The idea for a Data Protection Day was put forward by the Council of Europe to correspond with the anniversary of its Convention 108, which protects the right to personal data privacy.
Starting as an annual observation in 2006, it’s known as Data Privacy Day outside of Europe, and aims to raise awareness of the importance of effective data protection.
“Key dates, such as Data Privacy Day, are important for businesses and consumers alike,” said Barry Cook, privacy and group data protection officer at VFS Global. “For the former, they provide an opportunity to reflect on operational practices, while for the latter, they remind us of the significance of our personal information in the world today.
“For us, at VFS Global, a company that handles millions of visa applications each year, employing the highest possible standard of data protection is not just the right thing to do – it’s imperative to our business model.
“We are trusted with highly sensitive information, including fingerprints and other biometric data, which could cause significant harm to the individual if it fell into the wrong hands.
“So, ensuring we have the most robust practices, safeguards, and continued confidence of our customers as “good custodians” of their data, is vital.”
Stewardship in the age of AI
With AI being increasingly common within backend company operations, it is vital that the masses of extra data that comes with training it is kept on top of.
“AI is a promising and powerful technology that is poised to positively change industries from healthcare to financial services and beyond,” he said. “But that requires access to huge amounts of data to train algorithms that deliver the high levels of performance needed to be impactful.
“To realise AI’s potential benefits, organisations often must grant access to data and be able to trust their AI partners. This trust is built upon an ingrained sense of data stewardship that respects consumer privacy and treats their data as a precious resource, not a market commodity.
Data: if it’s the next oil, is it renewable or toxic?
The Economist magazine famously described data as the new oil. It certainly has the potential to grease the wheels of the digital economy, but with that are both opportunities and threats. Some go further, data they say is the new asbestos. Read here
“The success of AI depends on establishing and maintaining consumer trust with ingrained sense of stewardship that treats data privacy as a business requirement.”
The challenge of 5G
The arrival of 5G is now upon us, and this will increase the already vast array of connections between IoT devices around the world.
A recent study by Juniper Research found that the amount of low-power IoT connections worldwide is primed to reach 156 million by 2024, rising from 4 million in 2019, and this is bound to see a great increase in shared personal data that will need protection.
“As 5G continues to roll out globally, everything and everyone will become more connected than ever,” said Stan Lowe, global CISO at Zscaler. “IoT devices in the streets and in the home will all become connected with 5G. Our Alexa, our Google Home, our car and practically everything else will be constantly harvesting data and forwarding it to corporations for marketing purposes and to build your digital profile.
Why digital trust matters in the IoT
“We must become more aware that the advent of a connected, convenient 5G-enabled world brings the risk of creating an Orwellian society, run not by governments, but by corporations.
“As we use more technology, run by large corporations instead of the government, our personal data is utilised in ways we never imagined, to sell us, to sway us and to know us, better than we know ourselves. The more aware we are of this, the better.”
Innovation outpacing regulation
Lowe continued by stating that because government regulation on data protection tends to lag behind the innovation of companies, particularly start-ups, the duty of responsible use data use must be observed.
“It is no secret that up-and-coming companies innovate at a faster rate than governments can introduce regulations, such as GDPR,” he said. “With laws and governmental bodies usually about five to six years behind the innovators, who are constantly innovating on ways to use the data that they harvest, the onus is on these companies to use the data they collect in a safe, fair and ethical way.

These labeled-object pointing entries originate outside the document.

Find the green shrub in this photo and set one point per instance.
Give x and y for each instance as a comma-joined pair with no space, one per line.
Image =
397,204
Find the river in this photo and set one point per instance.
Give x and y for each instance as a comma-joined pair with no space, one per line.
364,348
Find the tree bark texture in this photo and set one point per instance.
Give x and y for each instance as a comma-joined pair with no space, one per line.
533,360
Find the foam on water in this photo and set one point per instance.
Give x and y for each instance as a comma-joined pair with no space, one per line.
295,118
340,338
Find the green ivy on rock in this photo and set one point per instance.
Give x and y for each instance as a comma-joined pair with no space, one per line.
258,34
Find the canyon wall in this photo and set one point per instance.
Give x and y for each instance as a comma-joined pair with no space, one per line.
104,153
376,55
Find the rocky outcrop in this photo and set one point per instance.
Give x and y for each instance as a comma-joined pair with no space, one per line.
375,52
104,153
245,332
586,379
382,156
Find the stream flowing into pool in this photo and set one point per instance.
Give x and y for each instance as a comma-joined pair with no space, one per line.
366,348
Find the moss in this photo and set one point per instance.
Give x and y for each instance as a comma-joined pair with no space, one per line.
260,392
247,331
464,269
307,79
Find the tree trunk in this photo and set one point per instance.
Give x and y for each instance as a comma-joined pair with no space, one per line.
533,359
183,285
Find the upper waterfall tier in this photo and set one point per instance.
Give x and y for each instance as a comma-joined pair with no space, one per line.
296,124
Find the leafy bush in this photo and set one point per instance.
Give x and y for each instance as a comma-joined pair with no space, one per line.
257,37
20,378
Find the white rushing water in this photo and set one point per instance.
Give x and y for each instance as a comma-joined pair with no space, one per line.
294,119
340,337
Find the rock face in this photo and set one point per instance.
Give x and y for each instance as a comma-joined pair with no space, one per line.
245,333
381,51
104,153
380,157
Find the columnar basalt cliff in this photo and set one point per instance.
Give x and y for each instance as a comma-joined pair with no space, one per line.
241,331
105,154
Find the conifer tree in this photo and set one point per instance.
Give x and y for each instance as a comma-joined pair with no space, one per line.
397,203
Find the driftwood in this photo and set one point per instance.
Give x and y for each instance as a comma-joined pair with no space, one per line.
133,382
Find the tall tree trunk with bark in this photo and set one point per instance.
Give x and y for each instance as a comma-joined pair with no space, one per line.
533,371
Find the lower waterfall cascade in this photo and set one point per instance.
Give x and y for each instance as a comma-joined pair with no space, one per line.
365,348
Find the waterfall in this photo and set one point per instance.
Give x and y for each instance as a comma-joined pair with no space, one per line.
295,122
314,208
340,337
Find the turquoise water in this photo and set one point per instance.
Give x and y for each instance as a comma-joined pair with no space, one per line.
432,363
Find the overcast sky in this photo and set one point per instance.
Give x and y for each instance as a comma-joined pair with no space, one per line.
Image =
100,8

“Ultimately, our data is a tradeable commodity, and corporations have a lot of power when it comes to how they use the data they collect. So, it is important that, going forward into the next decade, they use this data responsibly and ethically, as well as being as transparent as possible with us, their customers.”
Technology, regulation and the law: don’t be caught out. An example
Companies need more understanding of PII
In this day and age, there are so many kinds of data within company systems, and it’s important to know the importance of protecting each category.
“Until now, most organisations have focused their efforts on structured information, but they must also be able to understand what PII is located in textual documents. Archived data, in particular, is an especially pressing concern for most enterprises.
“AI-powered solutions will be instrumental in locating sensitive data and managing it through automated workflows. Today, organisations will also need to establish internal data governance practices to determine who is accountable for data security and enterprise-wide policy, which may include creating teams that blend technical and regulatory expertise.”